Here is a rule set that defines an expression

scadparser/ebnf/scad.ebnf
expression
	=
	| addition
	| subtraction
	| term
	;

addition
	=
	left:expression op:'+' ~ right:term
	;

subtraction
	=
	left:expression op:'-' ~ right:term
	;

term
	=
	| multiplication
	| division
	| factor
	;

multiplication
	=
	left:term op:'*' ~ right:factor
	;

division
	=
	left:term op:'/' ~ right:factor
	;

factor
	=
	| '(' ~ expression ')'
	| number
	| identifier
    ;

This set of rules shows some new features of TatSu. The left:expression notation will cause TatSu to generate something called an Abstract Syntax Tree which the parser is building as it parses. Basically, this AST details the rules followed to either accept or reject the input chink of code we process.

There is one more rule in this set, one that is important:

scadparser/ebnf/scad.ebnf
number
    =
    | float:real
    | int:integer
    ;

The order of these options is important. We need to try tp process a real number first, so parsing captures the decimal point. If we tried the integer option first, the leading 1 would be accepted and the rest would not be recognized as a valid construct.
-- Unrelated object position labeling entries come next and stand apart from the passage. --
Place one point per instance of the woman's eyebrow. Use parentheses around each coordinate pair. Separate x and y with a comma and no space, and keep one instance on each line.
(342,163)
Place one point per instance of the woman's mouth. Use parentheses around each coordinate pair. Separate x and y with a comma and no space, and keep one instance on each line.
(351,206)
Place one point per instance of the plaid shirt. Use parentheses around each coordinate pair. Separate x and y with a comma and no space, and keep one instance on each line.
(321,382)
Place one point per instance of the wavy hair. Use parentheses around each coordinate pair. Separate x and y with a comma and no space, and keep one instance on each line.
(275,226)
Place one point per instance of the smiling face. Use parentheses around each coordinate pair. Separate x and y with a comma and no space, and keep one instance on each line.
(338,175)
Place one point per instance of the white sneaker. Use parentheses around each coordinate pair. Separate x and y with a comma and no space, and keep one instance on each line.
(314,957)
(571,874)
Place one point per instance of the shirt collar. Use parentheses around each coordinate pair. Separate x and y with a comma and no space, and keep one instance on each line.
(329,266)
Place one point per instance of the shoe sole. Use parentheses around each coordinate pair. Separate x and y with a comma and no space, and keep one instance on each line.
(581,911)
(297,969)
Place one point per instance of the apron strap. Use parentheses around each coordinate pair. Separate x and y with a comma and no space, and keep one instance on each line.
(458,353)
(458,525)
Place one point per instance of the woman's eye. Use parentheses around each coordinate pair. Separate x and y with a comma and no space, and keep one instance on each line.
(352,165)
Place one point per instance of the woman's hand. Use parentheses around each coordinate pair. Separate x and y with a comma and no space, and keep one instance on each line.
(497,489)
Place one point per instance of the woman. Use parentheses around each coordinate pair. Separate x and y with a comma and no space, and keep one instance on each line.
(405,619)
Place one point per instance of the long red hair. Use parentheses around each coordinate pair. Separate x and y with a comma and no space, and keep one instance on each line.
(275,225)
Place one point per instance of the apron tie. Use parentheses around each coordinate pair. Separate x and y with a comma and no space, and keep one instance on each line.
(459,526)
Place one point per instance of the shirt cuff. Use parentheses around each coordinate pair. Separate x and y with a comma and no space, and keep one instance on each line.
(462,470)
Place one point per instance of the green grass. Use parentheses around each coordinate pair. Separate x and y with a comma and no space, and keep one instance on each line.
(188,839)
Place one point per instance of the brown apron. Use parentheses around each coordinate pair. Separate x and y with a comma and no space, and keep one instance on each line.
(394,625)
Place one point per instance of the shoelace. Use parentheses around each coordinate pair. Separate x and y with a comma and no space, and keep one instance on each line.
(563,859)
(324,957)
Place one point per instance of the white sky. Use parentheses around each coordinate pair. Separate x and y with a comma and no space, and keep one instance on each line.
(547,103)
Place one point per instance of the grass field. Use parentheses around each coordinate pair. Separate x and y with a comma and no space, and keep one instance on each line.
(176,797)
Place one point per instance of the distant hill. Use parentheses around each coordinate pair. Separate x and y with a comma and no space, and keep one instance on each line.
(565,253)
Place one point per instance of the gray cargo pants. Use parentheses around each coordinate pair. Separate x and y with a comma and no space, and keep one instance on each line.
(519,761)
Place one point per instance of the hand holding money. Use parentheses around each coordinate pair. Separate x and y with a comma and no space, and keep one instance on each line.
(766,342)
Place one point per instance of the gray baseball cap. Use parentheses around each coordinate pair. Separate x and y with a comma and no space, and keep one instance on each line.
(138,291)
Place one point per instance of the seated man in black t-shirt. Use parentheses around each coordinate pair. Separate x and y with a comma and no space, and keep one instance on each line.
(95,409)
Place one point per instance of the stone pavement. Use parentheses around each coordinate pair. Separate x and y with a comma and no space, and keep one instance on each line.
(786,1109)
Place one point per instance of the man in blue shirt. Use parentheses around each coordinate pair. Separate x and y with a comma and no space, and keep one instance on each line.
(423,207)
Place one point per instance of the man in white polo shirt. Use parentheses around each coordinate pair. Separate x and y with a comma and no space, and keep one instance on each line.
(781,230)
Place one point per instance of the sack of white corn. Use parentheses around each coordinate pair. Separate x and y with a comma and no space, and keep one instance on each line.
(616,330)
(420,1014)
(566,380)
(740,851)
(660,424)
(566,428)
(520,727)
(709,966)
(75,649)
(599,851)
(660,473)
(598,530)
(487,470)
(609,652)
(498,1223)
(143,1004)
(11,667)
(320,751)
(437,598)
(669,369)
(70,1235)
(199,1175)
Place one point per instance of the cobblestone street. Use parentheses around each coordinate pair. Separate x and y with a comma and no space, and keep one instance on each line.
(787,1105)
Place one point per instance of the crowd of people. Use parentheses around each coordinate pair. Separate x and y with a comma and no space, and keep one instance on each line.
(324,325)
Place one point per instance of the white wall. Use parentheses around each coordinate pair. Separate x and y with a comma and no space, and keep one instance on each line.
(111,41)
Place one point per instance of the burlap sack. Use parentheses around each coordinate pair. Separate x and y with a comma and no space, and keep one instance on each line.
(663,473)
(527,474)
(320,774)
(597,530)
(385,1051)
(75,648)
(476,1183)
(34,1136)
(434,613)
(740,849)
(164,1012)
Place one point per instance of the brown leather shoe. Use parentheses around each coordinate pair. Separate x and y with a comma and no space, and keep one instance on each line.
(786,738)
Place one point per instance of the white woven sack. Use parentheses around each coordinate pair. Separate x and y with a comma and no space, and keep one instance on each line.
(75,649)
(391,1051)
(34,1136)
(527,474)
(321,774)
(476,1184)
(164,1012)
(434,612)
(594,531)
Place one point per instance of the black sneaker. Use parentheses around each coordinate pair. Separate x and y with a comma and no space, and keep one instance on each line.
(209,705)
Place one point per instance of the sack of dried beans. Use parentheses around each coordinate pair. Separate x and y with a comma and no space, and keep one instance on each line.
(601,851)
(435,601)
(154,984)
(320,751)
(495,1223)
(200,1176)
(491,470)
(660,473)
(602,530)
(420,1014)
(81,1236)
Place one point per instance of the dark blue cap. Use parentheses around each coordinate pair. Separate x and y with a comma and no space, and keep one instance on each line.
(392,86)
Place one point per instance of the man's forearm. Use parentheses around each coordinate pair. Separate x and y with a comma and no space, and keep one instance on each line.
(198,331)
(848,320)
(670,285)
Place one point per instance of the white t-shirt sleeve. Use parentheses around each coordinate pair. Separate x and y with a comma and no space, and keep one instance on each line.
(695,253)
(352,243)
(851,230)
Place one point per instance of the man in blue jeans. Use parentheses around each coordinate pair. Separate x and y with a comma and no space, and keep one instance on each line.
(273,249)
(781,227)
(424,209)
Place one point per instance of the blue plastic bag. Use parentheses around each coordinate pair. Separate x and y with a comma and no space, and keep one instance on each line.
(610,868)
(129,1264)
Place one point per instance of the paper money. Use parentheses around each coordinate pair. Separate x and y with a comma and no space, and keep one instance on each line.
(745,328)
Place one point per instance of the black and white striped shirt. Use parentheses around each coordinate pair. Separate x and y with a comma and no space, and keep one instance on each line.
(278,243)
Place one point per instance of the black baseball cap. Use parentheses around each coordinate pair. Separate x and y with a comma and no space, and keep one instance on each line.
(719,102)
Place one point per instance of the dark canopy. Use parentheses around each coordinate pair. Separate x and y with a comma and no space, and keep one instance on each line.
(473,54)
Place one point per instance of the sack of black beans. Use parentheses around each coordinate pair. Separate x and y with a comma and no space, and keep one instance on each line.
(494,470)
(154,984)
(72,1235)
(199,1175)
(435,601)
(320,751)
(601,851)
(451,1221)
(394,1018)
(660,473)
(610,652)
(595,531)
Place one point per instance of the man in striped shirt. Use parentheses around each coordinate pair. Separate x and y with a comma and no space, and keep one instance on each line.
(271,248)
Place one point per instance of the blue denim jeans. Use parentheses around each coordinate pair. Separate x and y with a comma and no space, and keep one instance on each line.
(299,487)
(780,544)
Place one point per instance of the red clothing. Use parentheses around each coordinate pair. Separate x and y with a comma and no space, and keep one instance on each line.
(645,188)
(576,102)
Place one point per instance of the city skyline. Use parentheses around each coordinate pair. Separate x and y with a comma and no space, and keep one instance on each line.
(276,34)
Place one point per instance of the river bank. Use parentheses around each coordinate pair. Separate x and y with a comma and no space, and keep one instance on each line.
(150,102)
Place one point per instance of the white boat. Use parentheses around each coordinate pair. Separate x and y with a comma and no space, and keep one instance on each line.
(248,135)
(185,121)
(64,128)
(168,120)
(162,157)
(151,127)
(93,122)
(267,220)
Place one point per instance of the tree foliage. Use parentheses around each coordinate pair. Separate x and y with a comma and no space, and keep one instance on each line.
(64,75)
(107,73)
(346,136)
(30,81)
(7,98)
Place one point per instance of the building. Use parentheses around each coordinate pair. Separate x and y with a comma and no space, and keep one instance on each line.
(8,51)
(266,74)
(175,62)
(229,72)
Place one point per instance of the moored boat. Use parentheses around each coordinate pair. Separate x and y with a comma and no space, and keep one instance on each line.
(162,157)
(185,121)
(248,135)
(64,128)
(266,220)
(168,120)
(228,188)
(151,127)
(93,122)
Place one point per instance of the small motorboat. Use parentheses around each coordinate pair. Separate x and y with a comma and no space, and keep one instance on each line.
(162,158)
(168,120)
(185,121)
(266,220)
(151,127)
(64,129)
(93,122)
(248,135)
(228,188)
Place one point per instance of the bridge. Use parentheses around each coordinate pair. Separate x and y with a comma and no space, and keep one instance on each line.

For our expression testing, all we need to know is that TatSu is going to produce a Python dictionary showing the expression structure. Standard things like operator precedence are handled by these rules.

tests/test_expressions.py
 1import pytest
 2import tatsu
 3
 4
 5@pytest.mark.parametrize('t, e', [
 6    ('1+2', "{'left': {'int': '1'}, 'op': '+', 'right': {'int': '2'}}"),
 7    ('1*2', "{'left': {'int': '1'}, 'op': '*', 'right': {'int': '2'}}"),
 8    ('1.0+2*3', "{'left': {'float': '1.0'}, 'op': '+', 'right': {'left': {'int': '2'}, 'op': '*', 'right': {'int': '3'}}}")
 9])
10def test_expressions(scadparser, t, e):
11    ast = scadparser.parse(t, start='expression')
12    assert str(ast) == e
13

This test is complicated by the need to specify the Python dictionary the parser will produce.